Take an ordinary corporate ask: “analyze the last four reports.” The naive agent does the obvious thing. It pulls thirty pages into context, runs OCR, extracts the text, makes a second pass for cohesion, performs the gestures of understanding at a confidence it cannot really justify, thinks for eight minutes, and returns a final report with a wide-open surface for error and hallucination. Every run. From scratch. As if it had never seen those reports before, because it hadn’t.
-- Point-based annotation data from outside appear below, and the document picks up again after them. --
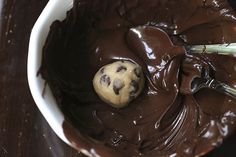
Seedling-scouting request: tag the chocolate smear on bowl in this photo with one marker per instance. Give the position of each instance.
(161, 121)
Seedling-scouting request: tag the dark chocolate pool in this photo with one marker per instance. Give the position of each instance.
(161, 121)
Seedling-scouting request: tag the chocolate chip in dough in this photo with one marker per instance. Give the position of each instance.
(117, 86)
(105, 80)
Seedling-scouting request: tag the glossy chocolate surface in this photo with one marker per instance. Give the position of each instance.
(162, 121)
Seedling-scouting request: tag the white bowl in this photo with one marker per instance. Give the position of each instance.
(54, 10)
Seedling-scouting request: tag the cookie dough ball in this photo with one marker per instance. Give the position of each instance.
(119, 83)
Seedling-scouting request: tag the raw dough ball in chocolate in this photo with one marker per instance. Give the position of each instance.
(119, 83)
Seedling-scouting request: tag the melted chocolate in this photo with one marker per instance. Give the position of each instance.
(162, 121)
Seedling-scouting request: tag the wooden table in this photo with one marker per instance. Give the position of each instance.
(23, 130)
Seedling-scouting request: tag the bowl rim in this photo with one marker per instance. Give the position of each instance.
(54, 10)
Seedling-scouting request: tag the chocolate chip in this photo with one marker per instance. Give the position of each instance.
(117, 86)
(121, 69)
(105, 80)
(137, 72)
(135, 87)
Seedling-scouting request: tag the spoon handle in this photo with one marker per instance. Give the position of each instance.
(222, 87)
(218, 48)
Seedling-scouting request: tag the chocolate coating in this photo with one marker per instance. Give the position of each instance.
(162, 121)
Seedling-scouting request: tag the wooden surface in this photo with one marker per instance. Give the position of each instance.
(23, 130)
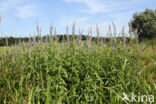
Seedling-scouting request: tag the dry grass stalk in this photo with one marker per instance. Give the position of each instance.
(73, 30)
(114, 31)
(55, 34)
(51, 33)
(67, 34)
(97, 32)
(136, 36)
(123, 35)
(0, 19)
(130, 29)
(6, 41)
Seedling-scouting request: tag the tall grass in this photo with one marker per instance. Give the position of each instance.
(69, 73)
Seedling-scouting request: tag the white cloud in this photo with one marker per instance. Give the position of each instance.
(26, 11)
(95, 6)
(16, 8)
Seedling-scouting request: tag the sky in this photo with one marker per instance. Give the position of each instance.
(19, 16)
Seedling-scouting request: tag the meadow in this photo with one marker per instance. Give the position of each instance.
(77, 72)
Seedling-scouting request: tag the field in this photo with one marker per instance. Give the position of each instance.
(77, 72)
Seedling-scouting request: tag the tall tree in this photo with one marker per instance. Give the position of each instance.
(145, 24)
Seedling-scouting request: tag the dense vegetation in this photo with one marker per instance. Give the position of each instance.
(76, 71)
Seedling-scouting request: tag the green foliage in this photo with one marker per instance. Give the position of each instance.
(55, 73)
(145, 23)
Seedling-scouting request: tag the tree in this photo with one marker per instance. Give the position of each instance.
(145, 24)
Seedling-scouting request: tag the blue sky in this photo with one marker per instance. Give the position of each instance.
(19, 16)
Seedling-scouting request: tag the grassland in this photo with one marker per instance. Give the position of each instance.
(77, 72)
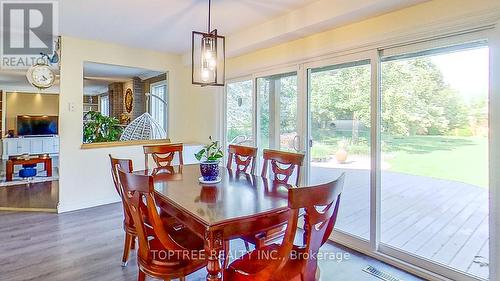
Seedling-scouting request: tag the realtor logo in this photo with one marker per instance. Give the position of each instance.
(28, 29)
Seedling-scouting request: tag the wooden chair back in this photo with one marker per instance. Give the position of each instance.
(139, 197)
(321, 204)
(163, 155)
(126, 165)
(283, 164)
(243, 158)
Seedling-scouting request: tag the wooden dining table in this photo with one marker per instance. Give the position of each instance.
(239, 205)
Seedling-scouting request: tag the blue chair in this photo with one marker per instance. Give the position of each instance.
(27, 173)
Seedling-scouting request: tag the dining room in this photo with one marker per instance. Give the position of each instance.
(278, 140)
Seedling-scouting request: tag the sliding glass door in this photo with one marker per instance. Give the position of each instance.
(409, 126)
(239, 113)
(434, 190)
(277, 102)
(340, 121)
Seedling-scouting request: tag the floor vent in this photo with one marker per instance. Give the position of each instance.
(380, 274)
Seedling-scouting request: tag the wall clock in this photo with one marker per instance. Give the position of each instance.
(129, 100)
(41, 75)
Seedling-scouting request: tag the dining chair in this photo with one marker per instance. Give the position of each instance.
(165, 252)
(128, 224)
(283, 166)
(243, 158)
(287, 261)
(163, 154)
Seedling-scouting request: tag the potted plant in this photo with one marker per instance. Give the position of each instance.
(209, 157)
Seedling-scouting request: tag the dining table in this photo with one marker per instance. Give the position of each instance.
(239, 205)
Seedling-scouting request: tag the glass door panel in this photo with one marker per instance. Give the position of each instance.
(434, 184)
(278, 101)
(239, 113)
(339, 102)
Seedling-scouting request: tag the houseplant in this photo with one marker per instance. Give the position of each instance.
(209, 157)
(100, 128)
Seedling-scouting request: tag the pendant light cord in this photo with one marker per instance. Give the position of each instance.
(209, 10)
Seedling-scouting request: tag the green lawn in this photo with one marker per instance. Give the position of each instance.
(463, 159)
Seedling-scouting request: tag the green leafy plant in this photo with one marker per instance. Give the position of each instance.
(211, 152)
(100, 128)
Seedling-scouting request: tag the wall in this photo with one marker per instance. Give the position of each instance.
(29, 104)
(85, 179)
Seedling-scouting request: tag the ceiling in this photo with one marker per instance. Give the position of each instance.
(166, 25)
(163, 25)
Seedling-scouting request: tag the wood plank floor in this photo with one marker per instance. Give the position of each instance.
(42, 196)
(87, 245)
(440, 220)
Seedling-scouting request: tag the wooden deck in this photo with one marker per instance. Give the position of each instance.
(440, 220)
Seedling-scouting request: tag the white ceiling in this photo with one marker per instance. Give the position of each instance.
(163, 25)
(166, 25)
(97, 76)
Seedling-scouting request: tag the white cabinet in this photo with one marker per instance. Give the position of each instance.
(30, 145)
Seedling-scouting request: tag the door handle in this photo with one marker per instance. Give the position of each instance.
(296, 140)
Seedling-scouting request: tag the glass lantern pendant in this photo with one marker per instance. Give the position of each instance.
(208, 56)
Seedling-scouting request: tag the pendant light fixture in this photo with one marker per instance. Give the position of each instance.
(208, 56)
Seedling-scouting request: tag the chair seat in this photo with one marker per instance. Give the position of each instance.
(267, 237)
(244, 268)
(166, 266)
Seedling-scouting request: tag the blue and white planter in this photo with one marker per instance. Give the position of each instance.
(209, 170)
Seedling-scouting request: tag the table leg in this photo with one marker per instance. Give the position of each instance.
(213, 248)
(9, 170)
(48, 167)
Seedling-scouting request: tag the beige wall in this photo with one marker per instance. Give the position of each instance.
(403, 25)
(29, 104)
(84, 174)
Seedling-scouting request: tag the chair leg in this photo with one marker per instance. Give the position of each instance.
(226, 254)
(142, 276)
(126, 249)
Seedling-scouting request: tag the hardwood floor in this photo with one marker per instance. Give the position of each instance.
(40, 196)
(87, 245)
(441, 220)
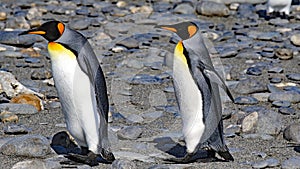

Now the disciplined system. The reports were indexed the day they landed. Their meaning is already computed and sitting in the retrieval layer. Before you spend a single frontier token, you ask the cheap question first, in microseconds: do we already know this? Most of the time the answer is yes, and you assemble the response from your own indexed truth instead of re-deriving it. When you do call the expensive endpoint, you call it with tight, grounded context instead of thirty raw pages. The result is roughly a fiftieth of the tokens, a fraction of the latency, a smaller blast radius for error, and usually a better answer, because it is anchored in what you actually have rather than what the model can reconstruct on the fly.
This is the same lesson as a distilled retrieval corpus beating a three-billion-parameter vision model, and the same lesson as the arithmetic of self-hosting against the API meter. Spend the expensive layer where it earns its keep, and build the cheap layer so well that the expensive one becomes the exception. The retrieval layer is how you write your own knowledge down in a form the machine can check faster than it can ask. That is not a cost center. That is the moat from the first page of this article, brought home to your own building.
SpaceX paid sixty billion dollars for a kitchen. You do not have to. But you do have to build one, because the model is rented and always will be, and the retrieval layer is the part that is actually yours. Build the part you own.